La sua sparizione sarebbe una perdita incolmabile sia per il patrimonio
nazionale ecuadoriano che per gli amanti del cioccolato di tutto il mondo,
dati i sapori ed aromi unici del cacao Nacional. I semi ibridi, invece, sono
coltivati in grandi monocolture, che richiedono l’uso di pesticidi e
fertilizzanti per renderle resisteni alle malattie e per massimizzare la
produzione. Sin dalle epidemie del cacao degli anni venti, i semi ibridi
vengono usati con grande popolarità, ma hanno fatto poco per aiutare il
piccolo produttore ecuodoriano, incoraggiando, invece, la formazione di
grandi “haciendas”, in cui i benefici economici sono concentrati nelle mani
di pochi grandi proprietari terrieri. Il cacao prodotto dagli ibridi è bulk (“di
massa” in inglese) e non flavour – è un prodotto di qualità inferiore la cui
coltivazione risulta in una perdita di biodiversità sia nella famiglia del cacao
che nell’ambiente circostante. Nel contesto contemporaneo di produzione di
massa del cacao nell’America Latina, ma soprattutto nelle nazioni africane,
è importante che l’Ecuador mantenga il suo posto nel mercato di nicchia del
cacao flavour (rappresentato dalla varietà Nacional) dato che il cacao bulk è
molto più soggetto ai capricci e alle oscillazioni del mercato internazionale.

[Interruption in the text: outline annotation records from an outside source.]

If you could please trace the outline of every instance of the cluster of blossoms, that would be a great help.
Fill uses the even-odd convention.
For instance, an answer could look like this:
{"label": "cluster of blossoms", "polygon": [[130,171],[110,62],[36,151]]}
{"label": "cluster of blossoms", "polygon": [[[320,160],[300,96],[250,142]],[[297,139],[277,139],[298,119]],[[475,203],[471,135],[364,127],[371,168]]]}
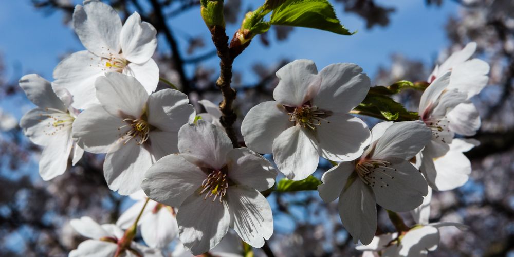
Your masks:
{"label": "cluster of blossoms", "polygon": [[[21,79],[38,107],[20,125],[44,148],[43,179],[63,174],[70,157],[74,165],[84,151],[106,154],[109,188],[137,202],[116,225],[72,220],[91,239],[70,256],[161,256],[160,249],[177,235],[174,256],[237,256],[235,235],[263,246],[273,226],[261,192],[273,187],[278,173],[260,154],[272,153],[278,170],[293,180],[313,174],[320,157],[337,162],[323,174],[319,194],[326,202],[339,198],[343,225],[368,253],[426,254],[437,247],[439,227],[463,227],[429,224],[428,215],[432,189],[462,186],[471,172],[462,153],[476,143],[454,137],[472,135],[480,125],[469,99],[487,84],[489,66],[468,60],[476,44],[434,70],[420,120],[382,122],[371,131],[350,114],[371,86],[360,67],[338,63],[318,72],[311,61],[293,61],[277,72],[274,100],[245,117],[241,133],[248,148],[234,148],[215,105],[199,101],[207,113],[198,119],[185,94],[153,92],[159,80],[152,59],[156,32],[139,14],[122,25],[110,6],[86,1],[76,7],[73,22],[87,50],[59,63],[53,82],[36,75]],[[377,204],[413,211],[418,224],[375,236]],[[138,230],[148,247],[134,241]]]}

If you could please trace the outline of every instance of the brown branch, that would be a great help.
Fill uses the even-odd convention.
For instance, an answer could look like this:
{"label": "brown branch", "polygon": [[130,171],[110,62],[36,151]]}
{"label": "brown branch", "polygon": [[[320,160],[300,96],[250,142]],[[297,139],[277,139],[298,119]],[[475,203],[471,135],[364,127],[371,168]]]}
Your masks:
{"label": "brown branch", "polygon": [[250,41],[244,45],[229,47],[228,36],[225,33],[225,28],[214,25],[210,28],[209,30],[219,57],[219,77],[216,81],[216,86],[221,90],[223,96],[223,100],[219,103],[219,109],[223,114],[219,121],[232,141],[232,145],[236,148],[239,144],[233,125],[237,116],[232,109],[232,105],[237,96],[237,92],[230,87],[232,65],[234,59],[248,46]]}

L’Ecuador deve rianimare la produzione del sopraffino cacao flavour non
solo per assicurarsi entrate di moneta estera, ma anche per portare avanti un
progetto che tuteli un patrimonio ed un orgoglio nazionale. Simbolico degli
sforzi per salvaguardare la varietà Nacional è l’intervento del governo
ecuadoriano che, attraverso l’agenzia INIAP (Institute Nacional Autónomo
de Investigaciones Agropecuarias), sta lavorando per proibire l’incrocio del
seme CCN 51 con varietà di cacao indigene, in modo da fermare la
crescente erosione genetica del cacao Nacional. In parallelo, grosse quantità
di investimento dall’estero sono state allocate a progetti che non solo
promuovono l’uso del seme Nacional in condizioni di agroforestazione, ma
affrontano anche gli aspetti sociali della produzione del cacao. Ad esempio,
il progetto “Cacao Y Huertas” riunisce le associazioni di piccoli agrocoltori
APOV, MINAGUA e CADO per promuovere la coltivazione di cacao
Nacional con il metodo dell’agroforestazione, assicurandosi anche che i
produttori ricevano una quota giusta per il loro lavoro. Inoltre, “Cacao Y
Huertas” impiega emigranti ecuadoriani per vendere il prodotto finale, il
cioccolato, nei paesi che lo importano. In questo modo, non solo viene fatto
qualcosa per l’Ecuador, per il suo popolo, la loro identità nazionale e la
natura che li circonda, ma anche per tutti quelli che amano il cioccolato, le
sue particolarità e la Terra da cui cresce.